Postponed is not abandoned
Macroeconomic update for July 2023
We have previously pointed to the remarkable resilience of the US labor market and the strong consumer as having provided the economy with a boost. That support means the long-awaited recession has been delayed — but not averted. Various leading indicators, such as the inverted yield curve, strict lending standards and the lack of economic support from Europe or China leads us to expect the recession towards year-end. Inflation is set to continue its downward trend, while the US Federal Reserve — given the current absence of a recession — is likely to focus on its inflation battle before pivoting to rate cuts in the first quarter of 2024.

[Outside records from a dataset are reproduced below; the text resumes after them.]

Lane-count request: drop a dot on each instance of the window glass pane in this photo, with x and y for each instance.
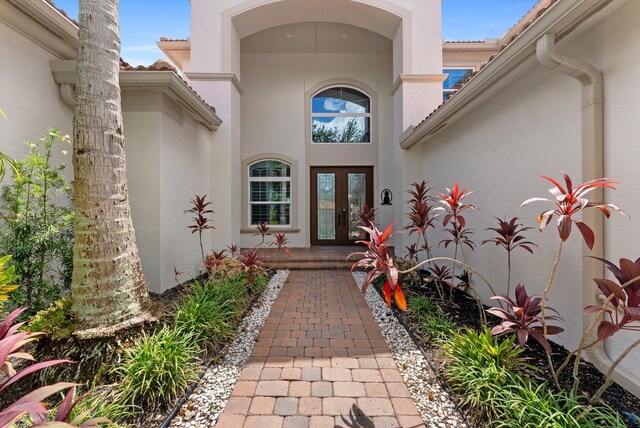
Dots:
(270, 168)
(340, 129)
(457, 77)
(270, 191)
(273, 214)
(341, 100)
(357, 185)
(326, 206)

Given this environment, we feel confident with our current portfolio positioning, meaning we refrained from making any changes. We went overweight on equities at the end of September and believe this is still warranted, especially considering our nine-month horizon and the prospect of a Fed pivot.
The monthly CIO update analyzes the current market environment and delves into the economic backdrop. Mario Montagnani, Senior Investment Strategist at Vontobel Multi Asset, and Michaela Huber, Cross-Asset Strategist, discuss the trends.
Key Takeaways
- The US recession is coming — but with a delay
A powerful cocktail of a strong consumer and a resilient labor market have propped up the economy so far. Nevertheless, all leading indicators are pointing to a recession. - Inflation is poised to continue its retreat
We do not see inflation flaring up in the second half of the year. Global growth remains too weak, and there is no strong fiscal impulse in sight. - Awaiting the Fed’s pivot
The Fed is now likely to take its foot off the gas pedal later than we anticipated. The delayed recession means the Fed can focus entirely on fighting inflation.